So konnte der Rohbau noch vor dem die Welt und damit auch unsere kleine Bauwelt völlig verändernden Herbst//Winter 1989 fertig gestellt werden.
Bauabschluss unter paradiesischen Bedingungen
Der Innenausbau und die Baumaßnahmen zur Ver- und Entsorgung vollzogen sich dann ab Frühjahr/ Sommer 1990 und da sah die Welt ganz anders aus.
Mit der Währungsunion konnten wir nun leicht ordentliches Material kaufen, allerdings noch nicht gleich in Ost-Deutschland. Da wurde das Verkaufsnetz erst aufgebaut. Wir waren noch total unerfahren. So fuhren wir gleich Anfang Juli das erste Mal nach West- Deutschland und suchten spezielle Anschlussmaterialien für die Wasserzuleitung. Nachdem wir uns durchgefragt hatten, landeten wir in einem Klempnereigroßhandel. Die Mitarbeiter wunderten sich darüber, dass Nichtfachleute bzw. Privatpersonen Klempnermaterial noch dazu in relativ geringer Stückzahl mit Barzahlung kaufen wollten. Aber in der Wendeeuphorie freuten sie sich, dass sie uns Ossis helfen konnten, obwohl es eigentlich nicht üblich war, Privatkunden zu bedienen.
Beim Innenausbau schwelgten wir förmlich in der Materialauswahl. Aber: Wer die Wahl hat, hat auch die Qual der Wahl. Das musste auch erst mal gelernt werden.
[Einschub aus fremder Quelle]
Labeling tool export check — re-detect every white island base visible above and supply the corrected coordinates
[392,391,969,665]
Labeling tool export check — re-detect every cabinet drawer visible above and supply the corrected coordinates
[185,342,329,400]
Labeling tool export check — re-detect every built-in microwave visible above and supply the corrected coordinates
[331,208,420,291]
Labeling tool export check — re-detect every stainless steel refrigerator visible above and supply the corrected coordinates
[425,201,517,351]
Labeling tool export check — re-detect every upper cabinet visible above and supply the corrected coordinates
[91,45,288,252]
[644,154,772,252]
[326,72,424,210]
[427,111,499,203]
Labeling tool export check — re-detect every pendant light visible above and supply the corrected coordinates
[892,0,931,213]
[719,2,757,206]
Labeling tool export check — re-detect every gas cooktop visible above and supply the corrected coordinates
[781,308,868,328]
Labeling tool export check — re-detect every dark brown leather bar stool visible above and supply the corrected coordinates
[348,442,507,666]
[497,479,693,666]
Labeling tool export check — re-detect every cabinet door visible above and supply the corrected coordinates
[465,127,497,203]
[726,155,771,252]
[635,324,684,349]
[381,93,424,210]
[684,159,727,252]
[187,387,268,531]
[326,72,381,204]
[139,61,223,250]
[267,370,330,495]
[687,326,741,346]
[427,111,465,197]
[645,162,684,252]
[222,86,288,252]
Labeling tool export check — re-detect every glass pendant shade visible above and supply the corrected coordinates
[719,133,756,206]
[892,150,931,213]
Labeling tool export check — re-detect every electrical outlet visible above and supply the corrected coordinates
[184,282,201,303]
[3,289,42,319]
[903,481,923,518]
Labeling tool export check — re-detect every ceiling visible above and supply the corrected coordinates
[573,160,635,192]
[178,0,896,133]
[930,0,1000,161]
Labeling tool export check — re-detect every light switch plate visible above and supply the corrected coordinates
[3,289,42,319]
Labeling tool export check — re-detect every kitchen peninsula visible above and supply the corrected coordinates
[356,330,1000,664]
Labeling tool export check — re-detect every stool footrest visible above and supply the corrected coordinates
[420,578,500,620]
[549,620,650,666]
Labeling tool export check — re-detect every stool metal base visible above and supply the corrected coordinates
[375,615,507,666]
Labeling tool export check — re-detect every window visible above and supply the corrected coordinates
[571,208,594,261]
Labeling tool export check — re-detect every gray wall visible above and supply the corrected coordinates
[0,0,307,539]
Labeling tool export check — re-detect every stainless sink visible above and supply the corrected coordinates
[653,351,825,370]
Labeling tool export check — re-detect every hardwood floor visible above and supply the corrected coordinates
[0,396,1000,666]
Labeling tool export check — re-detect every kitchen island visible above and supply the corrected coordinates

Wenn wir im Frühjahr/ Sommer 1989 geahnt hätten, dass bald alle Baumaterialien einfach und unkompliziert zu haben sein würden, dann hätten wir uns viel Mühsal und Schinderei erspart. Wer konnte das schon ahnen. Wir hätten dann aber auch nicht so stolz auf das Geschaffene sein und so ein großes Glücksgefühl entwickeln können.
So entstand nämlich in der ehemaligen DDR die trotz allem vorhandene Zufriedenheit. Wir waren es eben auch nicht anders gewöhnt. Die Schilderungen mögen selbst für einen Ossi überspitzt erscheinen, die Materialbeschaffung verlief aber so, wenn man keine Beziehungen bzw. Gegenwerte (Material, Leistungen oder „blaue Fliesen“) hatte. Was die Transportfragen betrifft, war mein Mann sicher besonders einfallsreich und verbissen, es trotzdem zu schaffen. Jedenfalls genossen wir dann unser Anwesen in vollen Zügen, welches wir dann sogar noch durch einen Swimmingpool ergänzten.